Business Climate International (BCI) provides you with some examples, highlighted in the media recently, of how other countries and their businesses are doing their bit for the environment and cutting carbon emissions.

Europe leading the way

In an article in the Australian Financial Review on March 26, journalist Mark Lawson reported how guidelines have been tightened to guard against Europe’s carbon prices suffering another collapse.

“The European Commission says that its own carbon trading scheme has shaken off initial problems to become a success,” Lawson wrote.

“Prices for phase two of the EU Emissions Trading System (ETS), which covers very large emitters (mainly power stations) in the 27-member union, are showing signs of stability backed by healthy trading.

“In mid-March, the European system valued a tonne of carbon dioxide emitted at about 22 Pounds ($36) and climbing, up from about 19.70 Pounds in early February.

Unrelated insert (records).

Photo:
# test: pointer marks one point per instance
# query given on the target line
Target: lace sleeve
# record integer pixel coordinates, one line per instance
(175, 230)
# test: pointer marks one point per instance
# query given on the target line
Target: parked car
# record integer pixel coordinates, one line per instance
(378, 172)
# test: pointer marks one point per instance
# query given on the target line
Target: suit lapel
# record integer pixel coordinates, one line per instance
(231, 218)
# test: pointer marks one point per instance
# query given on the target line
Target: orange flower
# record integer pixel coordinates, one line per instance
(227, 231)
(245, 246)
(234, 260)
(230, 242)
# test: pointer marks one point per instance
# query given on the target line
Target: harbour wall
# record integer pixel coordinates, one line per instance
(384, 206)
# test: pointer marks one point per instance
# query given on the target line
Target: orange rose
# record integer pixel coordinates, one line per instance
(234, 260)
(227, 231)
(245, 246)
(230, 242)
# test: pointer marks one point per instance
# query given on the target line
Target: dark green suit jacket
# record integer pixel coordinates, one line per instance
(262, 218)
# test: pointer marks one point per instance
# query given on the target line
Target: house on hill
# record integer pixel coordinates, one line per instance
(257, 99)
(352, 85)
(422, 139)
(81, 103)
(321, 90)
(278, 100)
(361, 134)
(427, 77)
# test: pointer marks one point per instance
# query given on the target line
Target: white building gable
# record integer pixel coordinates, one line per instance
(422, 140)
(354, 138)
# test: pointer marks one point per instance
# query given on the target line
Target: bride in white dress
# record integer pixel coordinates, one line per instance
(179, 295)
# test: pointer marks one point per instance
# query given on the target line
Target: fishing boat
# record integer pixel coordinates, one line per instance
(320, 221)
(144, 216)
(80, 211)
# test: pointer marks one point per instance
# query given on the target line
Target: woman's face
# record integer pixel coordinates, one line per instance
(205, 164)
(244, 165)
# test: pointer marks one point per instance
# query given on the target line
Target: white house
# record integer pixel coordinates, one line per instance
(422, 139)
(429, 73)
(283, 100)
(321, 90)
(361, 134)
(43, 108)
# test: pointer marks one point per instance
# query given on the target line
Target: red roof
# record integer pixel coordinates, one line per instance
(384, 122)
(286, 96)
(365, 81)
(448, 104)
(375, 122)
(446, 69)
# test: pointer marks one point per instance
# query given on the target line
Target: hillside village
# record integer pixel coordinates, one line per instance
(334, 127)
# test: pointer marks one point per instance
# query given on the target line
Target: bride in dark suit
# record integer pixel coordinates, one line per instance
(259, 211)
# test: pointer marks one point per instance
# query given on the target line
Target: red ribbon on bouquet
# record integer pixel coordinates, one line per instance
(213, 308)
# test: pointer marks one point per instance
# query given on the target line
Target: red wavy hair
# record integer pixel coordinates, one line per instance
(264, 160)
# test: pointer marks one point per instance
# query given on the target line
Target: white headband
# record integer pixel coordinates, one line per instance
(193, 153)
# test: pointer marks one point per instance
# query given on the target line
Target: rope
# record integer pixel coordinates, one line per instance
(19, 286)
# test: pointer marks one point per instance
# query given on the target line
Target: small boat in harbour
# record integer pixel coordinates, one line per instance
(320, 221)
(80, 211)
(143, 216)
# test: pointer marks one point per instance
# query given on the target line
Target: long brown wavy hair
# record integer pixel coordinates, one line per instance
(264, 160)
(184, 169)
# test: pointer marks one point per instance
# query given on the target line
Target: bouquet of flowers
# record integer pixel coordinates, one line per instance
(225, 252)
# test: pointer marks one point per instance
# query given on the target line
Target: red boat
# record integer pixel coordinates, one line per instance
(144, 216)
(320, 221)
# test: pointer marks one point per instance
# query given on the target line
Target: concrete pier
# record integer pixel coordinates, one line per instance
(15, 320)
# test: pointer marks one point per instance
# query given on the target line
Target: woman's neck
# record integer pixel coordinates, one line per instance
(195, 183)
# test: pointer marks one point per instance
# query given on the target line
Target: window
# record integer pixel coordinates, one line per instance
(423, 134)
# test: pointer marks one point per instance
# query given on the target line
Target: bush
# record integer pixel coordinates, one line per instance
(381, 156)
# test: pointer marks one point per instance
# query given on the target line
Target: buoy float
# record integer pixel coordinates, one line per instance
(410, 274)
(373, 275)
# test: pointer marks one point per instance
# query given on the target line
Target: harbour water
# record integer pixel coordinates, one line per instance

This activity is better than the first phase, which an EU release describes as one of ‘learning by doing’.

“In that three-year phase, which ended at the beginning of this year, prices collapsed from 30 Pounds a tonne in April last year to just 10 Pence, well before the end of the trading period.

“As is widely acknowledged, the collapse in the price was due to member governments handing out too many free allowances (one allowance gives the holder the right to emit one tonne of carbon dioxide equivalent) to its own emitters.

“For phase two, which runs to the end of 2012, the allocation guidelines have been tightened.”

The EU ETS is a cap-and-trade system. It caps the overall level of emissions but, within that limit, allows participants in the system to buy and sell allowances as they require. At the end of the year, installations must surrender allowances equivalent to their emissions. Companies with allowances left over can sell the excess on the exchange.

Trading mechanisms begin to blossom


In another article in the Australian Financial Review on March 26, journalist Christopher Jay reported that emissions trading schemes will work rather like a futures market.

“In Europe, 70 per cent of the trade in emissions assets is conducted over the counter, the remaining 30 per cent through seven competing carbon exchanges,” Jay wrote. “The dominate exchange is the London-based European Climate Exchange, an affiliate of the US-based Chicago Climate Exchange which operates a voluntary carbon exchange market in America.

“The dominance of over-the-counter trading, rather than packaging and allocations of trading instruments by brokers, reflects the fact that there are just two actual emissions trading securities being traded.

“The first are the EUA securities – European Union Allowances – permits for emission of greenhouse gases handed out to individual production entities in Europe, which can be sold by those who have cut emissions enough to allow them to unload redundant EUA units.

“The other security is the CER, or Certified Emission Reduction certificate.

“Governments in developed countries, under the Kyoto Protocol, can sponsor emission reduction projects in less developed countries (such as protection of forest areas from logging), acquiring CER units which can be sold to emitters in developed countries to offset their greenhouse gas emissions.”